Les travaux lancés en 2003 se termineront par la bénédiction et l’inauguration de l’instrument les 13 et 14 mai 2006.  Michel Chapuis et Jean-Paul Lécot en seront alors les co-titulaires.

Enfin, le buffet en noyer se décline en trois tourelles et deux doubles plates-faces de tuyaux en étain et la console, dite en fenêtre, propose 17 jeux,  deux claviers de 49 notes - écho de C2 à C5 - ainsi qu'un pédalier de 27 notes en tirasse fixe - C1 à C3 -.

Quant aux transmissions, elles sont mécaniques; le tempérament est dit inégal pour rester dans le vocabulaire musical.

"INCROYABLE TALENT !"

Quel honneur pour la dynamique « Fédération Béarn des Orgues »  que préside l’infatigable Marie-Gabrielle Daban, d’accueillir, dans cette halte composant, avec les huit autres « tribunes », cette route des orgues, Thomas Ospital, natif de Basse-Navare (à Ayherre)  – trente ans à peine franchis. Un talentueux musicien au palmarès flatteur (premier prix d’orgue en 2008 dans la classe d’Estaban Landart). Succès confirmé lors de sa réception au Conservatoire national supérieur de musique et de danse de Paris avant son accession, sur concours, au poste de co-titulaire du grand orgue de l’église Saint-Eustache à Paris ( qu’il partage aujourd’hui avec Baptiste Florian et Marie Ouvrard ) dans le sillage du maître Jean Guillou disparu le 26 janvier 2019 et qu’on ne présente plus tant son aura est mondialement reconnue et célébrée.

S’il est vrai que le talent s’accompagne d’une grande simplicité, Thomas Ospital en est un sympathique, louable et exceptionnel exemple.

Ses multiples responsabilités dans le monde musical en témoignent. Tout comme les nombreux prix qu’il a récolté de par le monde ces dernières années ainsi qu'une discographie déjà prometteuse.

Ses maîtres, d’Olivier Latry à Thierry Escaich en passant par Isabelle Duha,, Pierre Pincemaille et Jean-François Zygel répondent, s'il en est, de la qualité de ses choix et de son souci de la perfection.

Quant à la composition – je serais tenté d’y ajouter le terme de richesse - du programme proposé – dimanche 8 août dernier -  au nombreux mélomanes,  en l’église Saint Vincent de Nay, elle en fut une éclatante illustration.
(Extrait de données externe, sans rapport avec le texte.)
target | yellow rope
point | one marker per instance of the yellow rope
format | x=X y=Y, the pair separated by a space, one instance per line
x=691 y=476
Pas évident pour un instrument que nous connaissons et qui peut aussi, et accessoirement, réserver des surprises si on sous-estime ses exigences. 

Mais les caractéristiques de cet instrument n’ont pas désorienté – au contraire - cet interprète rigoureux, soucieux d’imposer sa « griffe »;  notamment,  en fin de récital lors d’une improvisation magistrale et parfaitement structurée. Ce qui n’est pas toujours le cas dans ce genre d’exercice musical toujours périlleux.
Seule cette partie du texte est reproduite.